Both the trend analysis and the DD analysis in this study suggest that the relationships between the time spent on the Internet and activity-travel time use for non-mandatory purposes have changed during the period between 2005/06 and 2015, and these changes are generally in a negative trend. More specifically, they tend to breed a new ICT–travel interaction of substitution, rather than complementarity (for maintenance purposes) or neutrality (for leisure purposes) in relationships that were found at the earlier point (2005/06). It seems that ICT is more likely to play a discouraging—rather than a facilitating—role in influencing people’s engagement in physical activities and travel, as a result of technological evolution over time. However, such changes are only significantly detected for medium-to-heavy Internet users who spend over five hours online per week. For light users, temporal changes in the ICT-travel relationships are not significantly for either maintenance or leisure non-mandatory activity purposes. This phenomenon is not surprising since the increasing application of ICT in all aspects of daily life (e.g., teleshopping, telemedicine, and e-banking), which is brought about by technological evolution over time, enables and stimulates people to replace physical activities with virtual ones, particularly for those heavy ICT users dedicating a large share of their daily time budget to the Internet.
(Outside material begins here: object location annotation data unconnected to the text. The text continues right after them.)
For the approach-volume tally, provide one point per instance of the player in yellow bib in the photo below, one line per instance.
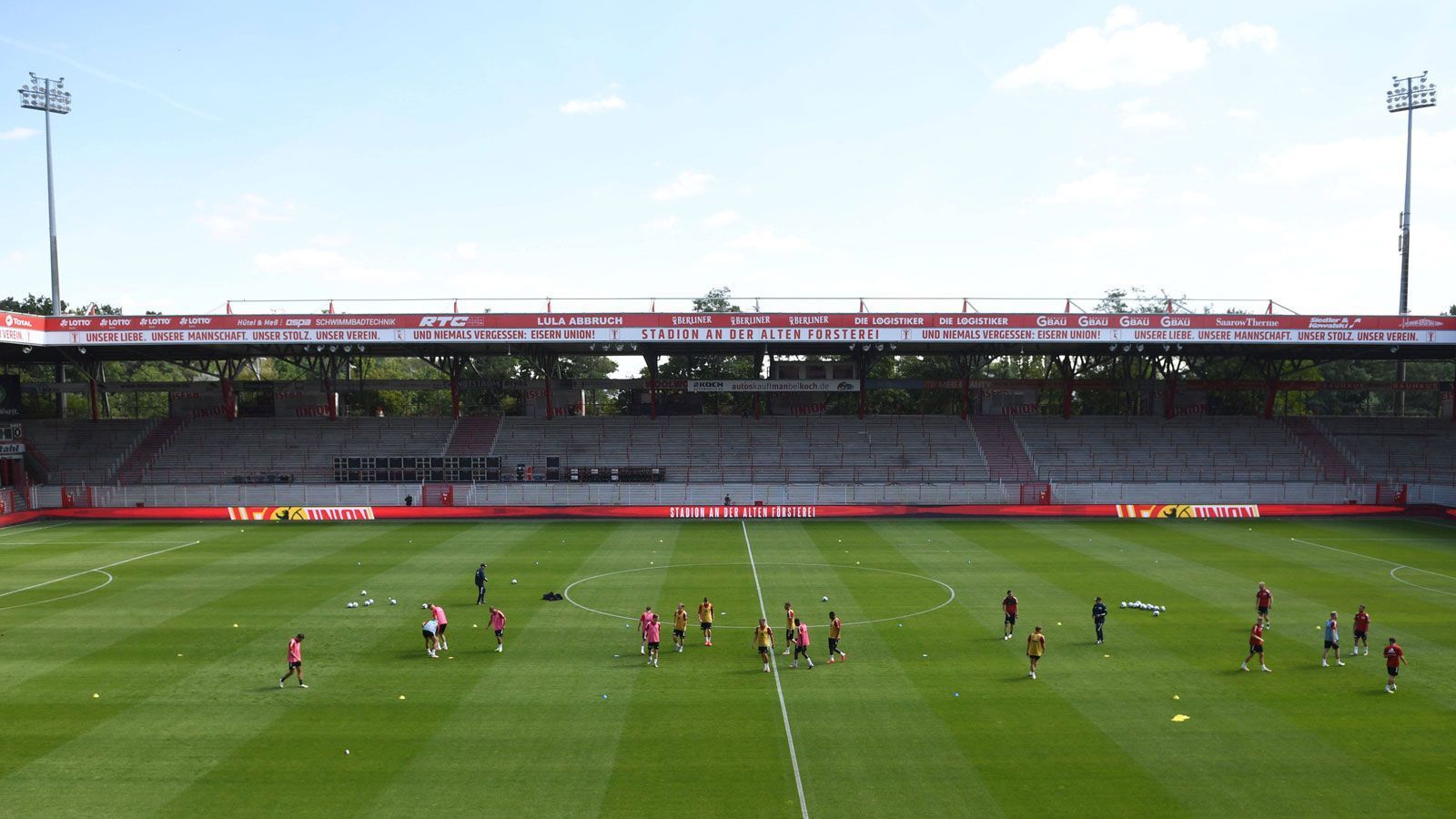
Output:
(763, 639)
(834, 639)
(705, 622)
(679, 627)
The above findings suggest that people are increasingly inclined to adopt a sedentary lifestyle by substituting out-of-home activity participation and travel with virtual activities. From a long-term perspective, such sedentary lifestyles may result in some health issues (e.g., obesity), especially for those showing high reliance on ICT in their daily life, such as the millennial generation which is dubbed as the “go-nowhere” generation (Buchholz and Buchholz 2012). In addition, as ICT is increasingly and rapidly penetrating all types of business services, such sedentary lifestyles imply an increasing challenge posed by the online businesses providing maintenance and leisure services to the traditional (offline) business services of the same kind. Under these circumstances, although some personal travel demands may seem to be reduced, the foreseeable growth in logistics due to the increasing prevalence of e-commerce (e.g., online shopping and food ordering online) would still bring about many transportation-related issues such as increased congestion, pollution, and accidents.
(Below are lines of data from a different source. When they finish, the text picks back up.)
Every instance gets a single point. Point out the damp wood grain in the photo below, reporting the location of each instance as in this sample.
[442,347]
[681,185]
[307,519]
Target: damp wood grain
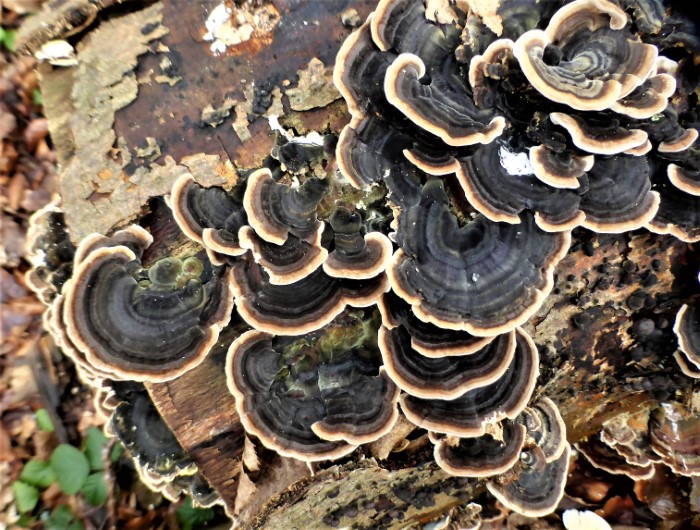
[596,362]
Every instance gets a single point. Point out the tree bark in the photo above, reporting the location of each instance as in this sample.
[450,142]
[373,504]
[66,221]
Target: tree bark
[149,101]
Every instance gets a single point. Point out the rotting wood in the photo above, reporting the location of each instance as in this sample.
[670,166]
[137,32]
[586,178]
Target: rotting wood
[59,19]
[585,329]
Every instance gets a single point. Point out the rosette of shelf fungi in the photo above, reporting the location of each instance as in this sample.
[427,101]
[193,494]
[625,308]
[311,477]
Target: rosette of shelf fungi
[355,256]
[160,461]
[485,278]
[300,307]
[586,58]
[534,485]
[142,324]
[393,112]
[284,235]
[472,413]
[613,195]
[134,238]
[315,396]
[210,216]
[687,329]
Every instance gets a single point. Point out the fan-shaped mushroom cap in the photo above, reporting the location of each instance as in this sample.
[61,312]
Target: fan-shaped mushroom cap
[357,66]
[369,151]
[312,397]
[679,212]
[680,144]
[674,434]
[604,457]
[686,180]
[209,216]
[559,170]
[468,415]
[583,76]
[650,98]
[619,196]
[609,140]
[485,278]
[546,427]
[289,262]
[427,339]
[448,114]
[142,325]
[354,256]
[687,329]
[87,373]
[275,210]
[501,184]
[49,250]
[141,429]
[533,487]
[443,377]
[484,456]
[302,306]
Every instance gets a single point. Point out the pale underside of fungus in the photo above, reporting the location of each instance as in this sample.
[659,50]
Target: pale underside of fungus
[488,149]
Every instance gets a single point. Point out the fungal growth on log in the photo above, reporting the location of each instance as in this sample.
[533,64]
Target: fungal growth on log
[391,302]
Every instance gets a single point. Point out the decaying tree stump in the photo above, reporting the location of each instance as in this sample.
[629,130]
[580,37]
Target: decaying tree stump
[149,101]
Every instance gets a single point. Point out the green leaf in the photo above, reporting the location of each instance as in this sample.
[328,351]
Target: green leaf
[43,420]
[71,468]
[61,519]
[188,516]
[26,521]
[95,489]
[38,473]
[8,39]
[26,496]
[95,442]
[117,451]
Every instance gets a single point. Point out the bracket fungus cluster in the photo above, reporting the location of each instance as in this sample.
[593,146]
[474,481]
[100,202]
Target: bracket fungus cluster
[488,145]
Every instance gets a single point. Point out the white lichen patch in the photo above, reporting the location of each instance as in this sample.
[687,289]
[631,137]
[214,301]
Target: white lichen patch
[226,27]
[57,53]
[315,88]
[515,163]
[585,520]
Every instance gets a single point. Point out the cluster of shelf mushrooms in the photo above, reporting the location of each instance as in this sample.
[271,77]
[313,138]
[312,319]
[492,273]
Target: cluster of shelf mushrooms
[545,118]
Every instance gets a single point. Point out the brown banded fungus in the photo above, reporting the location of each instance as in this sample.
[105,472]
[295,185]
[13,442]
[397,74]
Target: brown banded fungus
[289,262]
[300,307]
[687,329]
[604,457]
[674,434]
[210,216]
[471,413]
[583,58]
[49,250]
[427,339]
[534,485]
[484,278]
[276,211]
[353,255]
[443,377]
[484,456]
[142,324]
[315,396]
[584,87]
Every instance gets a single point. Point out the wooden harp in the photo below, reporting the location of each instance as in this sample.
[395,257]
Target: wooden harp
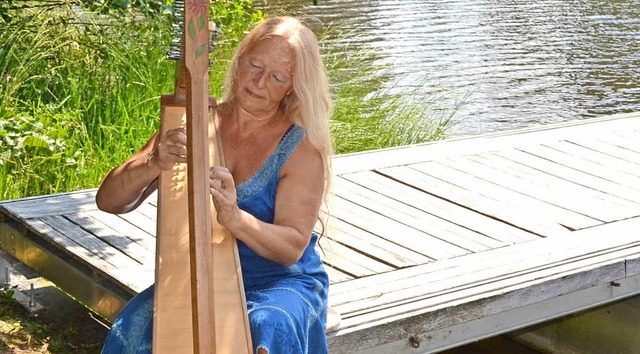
[199,300]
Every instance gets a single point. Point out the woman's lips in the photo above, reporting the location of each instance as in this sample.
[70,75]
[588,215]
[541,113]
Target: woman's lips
[253,94]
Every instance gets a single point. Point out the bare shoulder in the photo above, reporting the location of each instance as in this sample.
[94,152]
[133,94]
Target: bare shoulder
[305,160]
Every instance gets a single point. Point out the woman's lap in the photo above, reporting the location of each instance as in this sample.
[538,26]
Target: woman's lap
[277,315]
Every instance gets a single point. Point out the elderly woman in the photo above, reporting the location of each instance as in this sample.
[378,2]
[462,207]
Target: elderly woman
[275,136]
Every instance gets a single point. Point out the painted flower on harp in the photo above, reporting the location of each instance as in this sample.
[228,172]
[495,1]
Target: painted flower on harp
[198,6]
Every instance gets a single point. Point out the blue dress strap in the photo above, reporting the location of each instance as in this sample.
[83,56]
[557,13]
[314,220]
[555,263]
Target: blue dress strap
[271,168]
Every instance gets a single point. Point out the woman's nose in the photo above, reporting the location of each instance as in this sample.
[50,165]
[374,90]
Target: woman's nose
[261,78]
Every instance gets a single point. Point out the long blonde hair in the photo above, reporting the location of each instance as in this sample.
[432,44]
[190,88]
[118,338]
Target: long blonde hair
[309,103]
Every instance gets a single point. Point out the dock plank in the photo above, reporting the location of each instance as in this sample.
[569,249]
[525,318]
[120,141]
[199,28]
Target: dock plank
[583,165]
[597,206]
[417,219]
[570,174]
[504,210]
[442,208]
[377,247]
[394,231]
[433,244]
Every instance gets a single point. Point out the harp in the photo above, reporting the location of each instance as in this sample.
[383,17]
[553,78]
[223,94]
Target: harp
[199,301]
Further exploration based on this study could be made by considering more specific usage of ICT and its dynamic effects on activity-travel behavior over time. Since ICT is pervading people’s daily lives ever further, the diversity of the ICT–travel interactions and the temporal dynamics in such interactions would be further revealed if ICT uses were specified in the model on a daily basis or in terms of, for example, purpose of usage (e.g., maintenance and leisure purposes), method of access (e.g., personal computers, laptops, and mobile phones), and place of access (e.g., home, workplace, and school). In addition, another direction which could be pursued in the future is to examine the spatial changes in ICT–travel relationships across urban and rural areas because people living in urban or rural areas may have different ICT use behaviors partly due to their different education levels and accesses to the Internet (i.e., the digital divide).